Downloaded the four-episode arc Vacation Troubles from Archive's tiny collection of Beulah shows and found them to be quite entertaining. Each one runs about 12 minutes and tells the title story of the housekeeper planning a vacation to an upstate lodge where her beau will be lifeguarding, while her employers plan one to Mexico. Starring Hattie McDaniel as Beulah, I detected very little in the way of racist stereotyping, even though the other black characters -- her friend Oriole, her beau, and possibly her male cousin -- were all played by white actors. The dialogue reminded me a lot of Beauty Shop, proving that little has changed in sixty years when it comes to comedy writing. Beulah and her employers, especially the lady of the house, Alice, get along like people in other housekeeper-centric sitcoms.

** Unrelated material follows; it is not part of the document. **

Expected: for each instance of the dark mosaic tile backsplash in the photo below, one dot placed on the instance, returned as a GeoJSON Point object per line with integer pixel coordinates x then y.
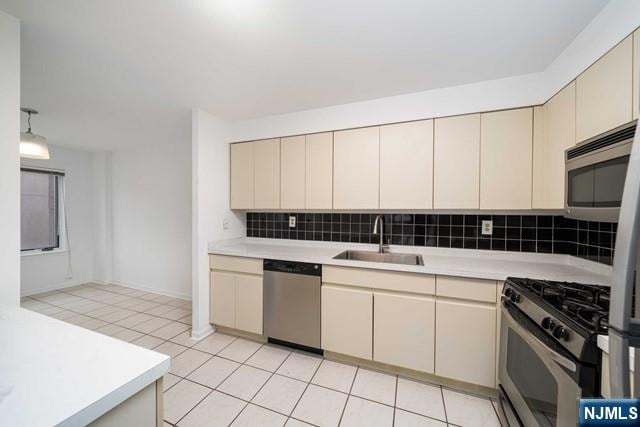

The 6/20/50 episode of Candy Matson, Symphony of Death was more revelatory in terms of mostly pretty unsavory social in-jokes . An obviously gay composer has flipped his lid after years of writing very popular music; his kid sister wants to have him committed so that he goes back to 'normal'. Unfortunately he winds up dead in his San Fran apartment, putting Candy on the case. There is use of slang in a 'creative' way that I found insulting, although the victim was somewhat balanced by Matson's probably gay and cool cohort, Rembrandt Wilson. Overall, not a high point in this otherwise classy series.
Ronald Colman added his own kind of style to the 7/10/45 episode of the Columbia Workshop's Daybreak. It's essentially a 24 hour look (in 25 minutes) at how the world wakes up in the morning, an appealing monologue for the time. I was less impressed by the Aussie import The Clock's episode, Island of Women, from 3/16/47 -- a date that surprises me because this silly Amazonian fantasy sounded more like some camp serialized thing from the 30's. Hopefully more of the shows I d/l'd will be better.